Writing from the first person point of view routinely goes through periods of popularity only to be followed by a flood of amateurish first person novels. Then, writing “gurus” will advice the beginning writer never to write in first person. However, it is really a matter of whether it fits the story you are telling.
First person is the viewpoint that we as humans are stuck with in real life. Sticking strictly with one person, revealing only what they see, hear and feel actually simplifies the story telling process. This viewpoint works with a strong plot that is driven by character development. Bouncing back and forth between characters tends to increase excitement, but it also increases a the number of plot holes. It is easy to forget that characters possess different bodies of knowledge.
Recently I was reading a mystery movie that began in an interesting manner. There were the spooky chase scenes in the fog with shadows disappearing around the corner, but people disappeared when surrounded by crowds and nobody seem to notice. However the major problem was the characters, who were obviously human and not omnipotent, managing to learn everything that was revealed to the reader.
The villain had to keep feeding the protagonist with clues in an artificial manner to keep the plot going. To add an emotion wringer, the hero agonized about not catching the nasty guy rather than buckling down and actually following the clues he had been given.
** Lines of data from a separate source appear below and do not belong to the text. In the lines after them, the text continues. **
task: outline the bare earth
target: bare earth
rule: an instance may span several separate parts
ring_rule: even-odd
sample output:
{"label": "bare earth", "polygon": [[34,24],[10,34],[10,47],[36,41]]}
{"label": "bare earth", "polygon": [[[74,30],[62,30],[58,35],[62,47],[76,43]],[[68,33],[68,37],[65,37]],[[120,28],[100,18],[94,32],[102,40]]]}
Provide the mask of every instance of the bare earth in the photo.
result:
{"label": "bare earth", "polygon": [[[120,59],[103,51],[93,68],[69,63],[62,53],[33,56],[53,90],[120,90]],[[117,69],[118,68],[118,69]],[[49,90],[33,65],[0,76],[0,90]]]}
These were clues that even an extremely narcissistic villain wouldn’t have been spreading around so carelessly. Of course, this villain’s willingness to give himself away was blamed on the “insane” genius. But the writer was no genius, and seem to have forgotten which glimpses of the villain were seen only by the readers because the protagonist became clairvoyant, magically deducing whatever was revealed to us.
Unfortunately, I have read too many similar stories. So I long for the narrow, confined discipline of the first person narrative. I yearn for plots in which the main characters gleans secrets based on their own wit, explaining to the reader how they came to their conclusion. Perhaps imposing the limitations of the first person point of view is a healthy discipline for writers. At least it is a skill they should master before moving on to the more complex view points.